Pourquoi le concept de Records continuum est-il moins employé en archivage ?
Question d'origine :
Bonjour,
J'ai bien assimilé la théorie des trois âges appliquée aux archives et au records management. Cependant, j'ai découvert l'existence du concept de Records Continuum. Je trouve peu d'informations à ce sujet et j'ai l'impression que ce modèle est assez peu adopté.
Pourriez-vous m'éclairer sur ce concept et m'aider à comprendre pourquoi il semble moins répandu que les autres modèles svp ?
Réponse du Guichet
Le Records continuum est un modèle conceptuel utilisé dans la gestion des documents numériques et des archives. Il n’est pas considéré comme inadapté, mais il se heurte en France à un ensemble de barrières culturelles (théorie des trois âges des archives), linguistiques, pédagogiques (peu d’exemples francophones) et institutionnelles (cadres juridiques et pratiques), qui rendent son adoption lente et partielle.
Bonjour,
Qu’est-ce que le Records continuum ?
Dans cet article de Wikipédia (en anglais), on lit que :
Le modèle de continuum des documents ou Records continuum model en anglais (RCM) est un modèle conceptuel abstrait qui aide à comprendre et à explorer les activités de gestion documentaire. Il a été créé dans les années 1990 par Frank Upward, universitaire australien.

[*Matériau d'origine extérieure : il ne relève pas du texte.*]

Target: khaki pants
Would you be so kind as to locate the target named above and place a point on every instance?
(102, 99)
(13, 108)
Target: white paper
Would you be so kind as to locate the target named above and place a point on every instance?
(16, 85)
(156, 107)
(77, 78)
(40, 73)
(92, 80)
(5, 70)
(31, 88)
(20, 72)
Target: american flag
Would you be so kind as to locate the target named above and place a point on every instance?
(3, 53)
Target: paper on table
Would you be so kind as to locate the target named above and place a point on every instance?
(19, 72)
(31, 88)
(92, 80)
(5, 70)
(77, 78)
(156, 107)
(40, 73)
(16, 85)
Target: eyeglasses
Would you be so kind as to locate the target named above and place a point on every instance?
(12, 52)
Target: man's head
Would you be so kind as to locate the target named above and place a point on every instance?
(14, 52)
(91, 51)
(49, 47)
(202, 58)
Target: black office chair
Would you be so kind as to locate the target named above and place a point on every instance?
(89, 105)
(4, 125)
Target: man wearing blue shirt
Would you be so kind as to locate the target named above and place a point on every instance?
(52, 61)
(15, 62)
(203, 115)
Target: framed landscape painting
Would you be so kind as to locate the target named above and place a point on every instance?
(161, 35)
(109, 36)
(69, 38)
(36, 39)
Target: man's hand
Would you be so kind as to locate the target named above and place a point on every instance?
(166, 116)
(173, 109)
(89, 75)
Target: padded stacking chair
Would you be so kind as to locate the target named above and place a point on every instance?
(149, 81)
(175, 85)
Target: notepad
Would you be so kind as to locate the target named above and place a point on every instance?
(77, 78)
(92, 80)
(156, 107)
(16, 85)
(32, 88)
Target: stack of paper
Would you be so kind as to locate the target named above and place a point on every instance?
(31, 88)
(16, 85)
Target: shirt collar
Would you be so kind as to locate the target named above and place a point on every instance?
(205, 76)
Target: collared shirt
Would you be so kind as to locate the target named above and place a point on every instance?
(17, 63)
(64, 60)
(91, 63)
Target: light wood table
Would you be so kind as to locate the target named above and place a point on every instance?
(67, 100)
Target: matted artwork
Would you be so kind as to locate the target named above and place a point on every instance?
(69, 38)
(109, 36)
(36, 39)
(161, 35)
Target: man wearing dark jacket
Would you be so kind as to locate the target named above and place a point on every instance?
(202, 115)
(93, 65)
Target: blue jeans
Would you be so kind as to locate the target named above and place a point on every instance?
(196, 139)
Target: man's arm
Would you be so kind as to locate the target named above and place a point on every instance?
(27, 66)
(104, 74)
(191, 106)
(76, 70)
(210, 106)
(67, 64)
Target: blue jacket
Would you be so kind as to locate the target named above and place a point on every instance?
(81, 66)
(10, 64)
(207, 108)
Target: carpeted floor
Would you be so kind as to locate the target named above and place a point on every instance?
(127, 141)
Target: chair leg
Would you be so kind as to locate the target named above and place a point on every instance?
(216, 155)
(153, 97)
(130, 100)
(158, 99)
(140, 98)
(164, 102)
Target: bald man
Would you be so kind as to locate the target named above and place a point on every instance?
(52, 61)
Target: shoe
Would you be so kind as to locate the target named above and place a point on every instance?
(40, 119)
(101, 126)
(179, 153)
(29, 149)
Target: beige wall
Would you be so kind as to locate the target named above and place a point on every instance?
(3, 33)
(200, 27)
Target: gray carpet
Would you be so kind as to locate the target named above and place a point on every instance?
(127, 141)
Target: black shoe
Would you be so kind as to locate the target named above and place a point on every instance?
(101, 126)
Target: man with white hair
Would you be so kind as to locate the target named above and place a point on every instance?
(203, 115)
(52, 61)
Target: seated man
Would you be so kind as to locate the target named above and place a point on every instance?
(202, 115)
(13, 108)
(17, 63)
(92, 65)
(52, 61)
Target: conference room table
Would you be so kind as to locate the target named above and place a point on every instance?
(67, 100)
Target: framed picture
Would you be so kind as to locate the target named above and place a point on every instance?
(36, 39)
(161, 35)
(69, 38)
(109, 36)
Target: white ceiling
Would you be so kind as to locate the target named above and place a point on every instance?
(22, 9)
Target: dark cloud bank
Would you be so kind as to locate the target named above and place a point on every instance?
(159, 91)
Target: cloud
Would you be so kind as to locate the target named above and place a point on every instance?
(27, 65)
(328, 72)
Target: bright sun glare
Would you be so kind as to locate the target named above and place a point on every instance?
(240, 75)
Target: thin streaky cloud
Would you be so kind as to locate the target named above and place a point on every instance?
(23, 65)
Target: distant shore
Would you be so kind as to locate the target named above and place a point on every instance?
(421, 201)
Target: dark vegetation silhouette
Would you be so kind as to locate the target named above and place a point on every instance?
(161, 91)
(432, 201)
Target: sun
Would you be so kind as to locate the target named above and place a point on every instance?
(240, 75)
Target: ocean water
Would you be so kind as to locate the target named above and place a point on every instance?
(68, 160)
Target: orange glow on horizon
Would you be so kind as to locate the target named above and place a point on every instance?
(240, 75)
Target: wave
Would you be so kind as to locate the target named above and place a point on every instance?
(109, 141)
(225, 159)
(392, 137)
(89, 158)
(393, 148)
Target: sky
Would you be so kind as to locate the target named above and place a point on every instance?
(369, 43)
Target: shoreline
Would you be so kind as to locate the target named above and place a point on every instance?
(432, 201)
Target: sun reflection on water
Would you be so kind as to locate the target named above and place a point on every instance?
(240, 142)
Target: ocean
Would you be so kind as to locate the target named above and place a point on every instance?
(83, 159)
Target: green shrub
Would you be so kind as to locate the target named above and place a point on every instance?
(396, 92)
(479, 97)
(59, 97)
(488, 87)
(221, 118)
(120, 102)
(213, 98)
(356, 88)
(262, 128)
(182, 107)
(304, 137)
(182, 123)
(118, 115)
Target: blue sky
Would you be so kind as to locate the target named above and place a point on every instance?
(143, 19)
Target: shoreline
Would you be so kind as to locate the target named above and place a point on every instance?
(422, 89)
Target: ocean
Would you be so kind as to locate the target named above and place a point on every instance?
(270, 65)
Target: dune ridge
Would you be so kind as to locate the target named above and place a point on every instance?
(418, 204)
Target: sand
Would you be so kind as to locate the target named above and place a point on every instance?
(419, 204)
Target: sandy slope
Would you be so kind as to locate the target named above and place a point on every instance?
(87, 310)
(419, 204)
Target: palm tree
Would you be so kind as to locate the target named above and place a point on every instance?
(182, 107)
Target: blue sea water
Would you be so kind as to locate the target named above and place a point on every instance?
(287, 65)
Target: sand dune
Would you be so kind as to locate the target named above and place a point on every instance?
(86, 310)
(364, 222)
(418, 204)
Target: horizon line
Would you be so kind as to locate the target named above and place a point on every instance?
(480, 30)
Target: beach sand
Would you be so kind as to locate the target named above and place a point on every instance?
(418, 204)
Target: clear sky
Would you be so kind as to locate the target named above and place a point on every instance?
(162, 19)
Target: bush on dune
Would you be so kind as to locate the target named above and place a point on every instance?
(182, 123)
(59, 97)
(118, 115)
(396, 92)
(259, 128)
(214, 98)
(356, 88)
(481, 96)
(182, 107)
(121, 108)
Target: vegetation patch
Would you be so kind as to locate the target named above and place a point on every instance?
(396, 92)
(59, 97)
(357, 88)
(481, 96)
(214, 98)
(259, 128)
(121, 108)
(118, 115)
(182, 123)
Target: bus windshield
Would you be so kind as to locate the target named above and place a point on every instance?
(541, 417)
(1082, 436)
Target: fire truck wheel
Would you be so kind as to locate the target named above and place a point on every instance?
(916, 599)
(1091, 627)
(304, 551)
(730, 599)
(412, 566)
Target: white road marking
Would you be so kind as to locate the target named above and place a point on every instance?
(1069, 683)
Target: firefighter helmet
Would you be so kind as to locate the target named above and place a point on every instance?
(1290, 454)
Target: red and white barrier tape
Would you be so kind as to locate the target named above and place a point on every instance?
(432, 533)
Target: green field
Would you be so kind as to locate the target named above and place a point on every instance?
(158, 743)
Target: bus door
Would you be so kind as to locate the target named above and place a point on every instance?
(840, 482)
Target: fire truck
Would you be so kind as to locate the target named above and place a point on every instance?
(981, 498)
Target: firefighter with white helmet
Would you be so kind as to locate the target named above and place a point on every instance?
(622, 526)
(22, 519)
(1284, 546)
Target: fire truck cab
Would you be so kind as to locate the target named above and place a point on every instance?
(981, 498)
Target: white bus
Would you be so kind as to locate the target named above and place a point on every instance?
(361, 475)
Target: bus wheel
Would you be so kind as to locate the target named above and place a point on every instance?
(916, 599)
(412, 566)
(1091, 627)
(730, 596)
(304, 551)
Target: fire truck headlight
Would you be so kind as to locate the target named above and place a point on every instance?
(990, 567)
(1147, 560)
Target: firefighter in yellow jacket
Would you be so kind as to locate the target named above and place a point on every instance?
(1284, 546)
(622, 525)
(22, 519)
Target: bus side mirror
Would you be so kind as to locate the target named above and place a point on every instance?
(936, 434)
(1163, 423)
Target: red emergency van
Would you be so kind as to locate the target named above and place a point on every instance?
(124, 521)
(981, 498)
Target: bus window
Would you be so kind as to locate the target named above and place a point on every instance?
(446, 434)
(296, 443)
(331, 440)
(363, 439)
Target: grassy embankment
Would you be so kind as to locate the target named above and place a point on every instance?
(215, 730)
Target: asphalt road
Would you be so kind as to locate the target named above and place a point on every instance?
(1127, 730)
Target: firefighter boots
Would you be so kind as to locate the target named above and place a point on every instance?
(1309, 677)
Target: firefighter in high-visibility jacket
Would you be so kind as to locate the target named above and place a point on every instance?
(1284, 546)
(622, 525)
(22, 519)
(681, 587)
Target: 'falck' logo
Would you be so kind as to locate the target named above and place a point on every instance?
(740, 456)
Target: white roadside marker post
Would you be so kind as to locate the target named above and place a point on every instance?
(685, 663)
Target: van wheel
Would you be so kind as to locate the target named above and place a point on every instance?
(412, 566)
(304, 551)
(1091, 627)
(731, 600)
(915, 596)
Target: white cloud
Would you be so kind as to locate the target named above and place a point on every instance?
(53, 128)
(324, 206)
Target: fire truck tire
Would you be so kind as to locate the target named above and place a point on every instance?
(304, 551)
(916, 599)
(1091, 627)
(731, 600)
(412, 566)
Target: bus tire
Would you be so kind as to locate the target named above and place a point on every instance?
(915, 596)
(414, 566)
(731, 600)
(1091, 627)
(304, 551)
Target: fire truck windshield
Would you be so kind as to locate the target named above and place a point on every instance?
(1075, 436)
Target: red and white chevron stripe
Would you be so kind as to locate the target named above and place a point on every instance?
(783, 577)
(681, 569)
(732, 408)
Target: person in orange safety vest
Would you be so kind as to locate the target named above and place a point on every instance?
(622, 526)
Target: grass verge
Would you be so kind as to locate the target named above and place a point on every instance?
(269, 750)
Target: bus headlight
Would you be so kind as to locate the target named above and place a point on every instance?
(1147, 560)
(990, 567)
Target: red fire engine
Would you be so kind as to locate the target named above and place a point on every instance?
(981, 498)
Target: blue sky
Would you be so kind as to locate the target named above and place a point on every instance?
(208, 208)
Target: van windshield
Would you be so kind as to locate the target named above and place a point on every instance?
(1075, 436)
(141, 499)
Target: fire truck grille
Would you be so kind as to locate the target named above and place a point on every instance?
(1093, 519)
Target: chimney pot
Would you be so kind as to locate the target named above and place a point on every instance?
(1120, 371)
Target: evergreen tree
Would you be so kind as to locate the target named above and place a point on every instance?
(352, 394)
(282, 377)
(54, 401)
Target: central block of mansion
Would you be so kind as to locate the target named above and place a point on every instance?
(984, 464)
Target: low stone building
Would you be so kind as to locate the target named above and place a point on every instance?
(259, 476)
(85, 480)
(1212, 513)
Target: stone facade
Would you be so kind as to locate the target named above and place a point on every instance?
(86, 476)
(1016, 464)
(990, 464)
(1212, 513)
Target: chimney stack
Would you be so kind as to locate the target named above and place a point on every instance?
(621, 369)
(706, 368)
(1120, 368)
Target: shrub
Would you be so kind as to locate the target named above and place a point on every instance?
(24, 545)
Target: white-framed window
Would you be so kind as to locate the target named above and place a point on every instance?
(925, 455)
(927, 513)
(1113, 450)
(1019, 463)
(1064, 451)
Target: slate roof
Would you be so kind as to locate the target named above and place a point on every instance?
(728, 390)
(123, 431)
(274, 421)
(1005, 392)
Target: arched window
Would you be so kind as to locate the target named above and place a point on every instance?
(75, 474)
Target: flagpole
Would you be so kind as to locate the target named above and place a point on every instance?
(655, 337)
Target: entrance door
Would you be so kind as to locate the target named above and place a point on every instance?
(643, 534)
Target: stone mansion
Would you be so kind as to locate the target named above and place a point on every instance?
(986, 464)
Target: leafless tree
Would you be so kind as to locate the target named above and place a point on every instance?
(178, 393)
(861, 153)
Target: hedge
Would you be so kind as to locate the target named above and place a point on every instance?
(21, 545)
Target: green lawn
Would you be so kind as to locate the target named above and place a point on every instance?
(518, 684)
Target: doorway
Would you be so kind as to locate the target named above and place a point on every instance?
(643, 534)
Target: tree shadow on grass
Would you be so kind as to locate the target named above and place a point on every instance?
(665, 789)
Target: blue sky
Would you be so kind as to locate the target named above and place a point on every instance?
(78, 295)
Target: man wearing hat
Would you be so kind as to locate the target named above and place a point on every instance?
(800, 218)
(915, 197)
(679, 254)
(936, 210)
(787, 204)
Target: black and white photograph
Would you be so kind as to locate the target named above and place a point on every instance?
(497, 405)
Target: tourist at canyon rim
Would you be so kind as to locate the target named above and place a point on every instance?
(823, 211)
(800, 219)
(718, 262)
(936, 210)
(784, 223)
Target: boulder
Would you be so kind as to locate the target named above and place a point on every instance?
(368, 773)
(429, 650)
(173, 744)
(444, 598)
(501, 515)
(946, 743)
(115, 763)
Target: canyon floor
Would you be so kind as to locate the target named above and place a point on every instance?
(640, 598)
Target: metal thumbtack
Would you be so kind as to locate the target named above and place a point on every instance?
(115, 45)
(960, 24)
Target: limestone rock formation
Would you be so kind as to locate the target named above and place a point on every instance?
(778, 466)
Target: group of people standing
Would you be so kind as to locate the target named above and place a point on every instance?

L’intérêt de ce modèle est de permettre la représentation de multiples réalités et d’articuler de nombreux points de vue dans la constitution des documents et des archives (perspectives individuelles, collectives, communautaires, organisationnelles, institutionnelles et sociétales).
C’est un modèle alternatif à la Théorie des trois âges des archives (source : Wikipédia).
La chercheuse, Viviane Frings-Hessami le définit ainsi :
La perspective du Continuum des archives peut être appliquée dans des domaines très divers, des documents personnels aux archives d’État, en passant par des documents d’affaires de toutes sortes, et dans des contextes culturels variés (Frings-Hessami, 2017, 2018a, 2018b). Elle est basée sur l’idée que nous devons penser, avant même que des archives ne soient créées, à toutes les personnes qui pourront avoir besoin de ces archives et à toutes les utilisations possibles dont elles pourront faire l’objet.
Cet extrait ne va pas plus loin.